Talkleft spots a Wall St. Journal article reporting that Guantanamo Hearings May Begin Today:
Under the procedure, which went under a dry run yesterday, with military personnel playing the part of detainees, prisoners will appear before a three-man panel of senior officers. That panel will examine the dossiers assembled after hours of interrogations, give the detainees a chance to speak and then determine whether they should be set free. The advocates will be U.S. government employees, who, unlike lawyers, will not be honor-bound to serve the best interests of their client.
…
Under the current plan, three separate tribunals will hear 72 cases a week so each detainee can get a hearing within four months. Unlike traditional civilian justice, the government will have one big advantage: The burden of proving innocence will rest with the detainees. Detainees won't get lawyers, but “personal representatives,” military officials without any legal background, who will offer advice to prisoners, lay out unclassified portions of their dossiers and help inmates make their case to the tribunal.

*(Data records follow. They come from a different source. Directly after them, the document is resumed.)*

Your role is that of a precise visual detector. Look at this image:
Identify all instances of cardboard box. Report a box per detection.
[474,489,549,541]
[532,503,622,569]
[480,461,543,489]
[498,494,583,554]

It's hard to tell without more direct information, but from the sound of it these status hearings may well suffice to meet our Geneva Convention obligations. Article 5 of the Third Geneva Convention states, “Should any doubt arise as to whether persons, having committed a belligerent act and having fallen into the hands of the enemy,” then “such persons shall enjoy the protection of the present Convention until such time as their status has been determined by a competent tribunal. “
So the decision to hold the hearings, however belatedly, is actually a positive step, despite their being so limited and despite their being held in secret. Furthermore, in my opinion, attacks on this procedure as one-sided or unfair or lacking in due process miss the point: none of those 'defects' are actually problems in a Geneva Convention status hearing. They're just par for the course. (As noted below, these same defects become serious issues if (and only if) anyone tries to argue that the fact of the status hearing obviates the need for a full habeas hearing if the tribunal classifies the detainee as an unperson 'enemy combatant'.)
The hearings could, I imagine, produce one of three outcomes in each case: 1) “Detainee is freed,” 2) “Detainee is a POW,” 3) “Other” — a category that will be primarily what the administration calls enemy combatants, but might include a finding that a person is, say, a civilian suspected of criminal activity.
The first two categories are easy. We know how to free people, we purport to know how to treat POWs, and despite various bits of speculation by the right wing, I for one do not believe that a recognized POW will get any traction in our courts, even via habeas, unless he alleges something on the order of torture (and maybe not even then until after the war is over).
The legally interesting category is the third one.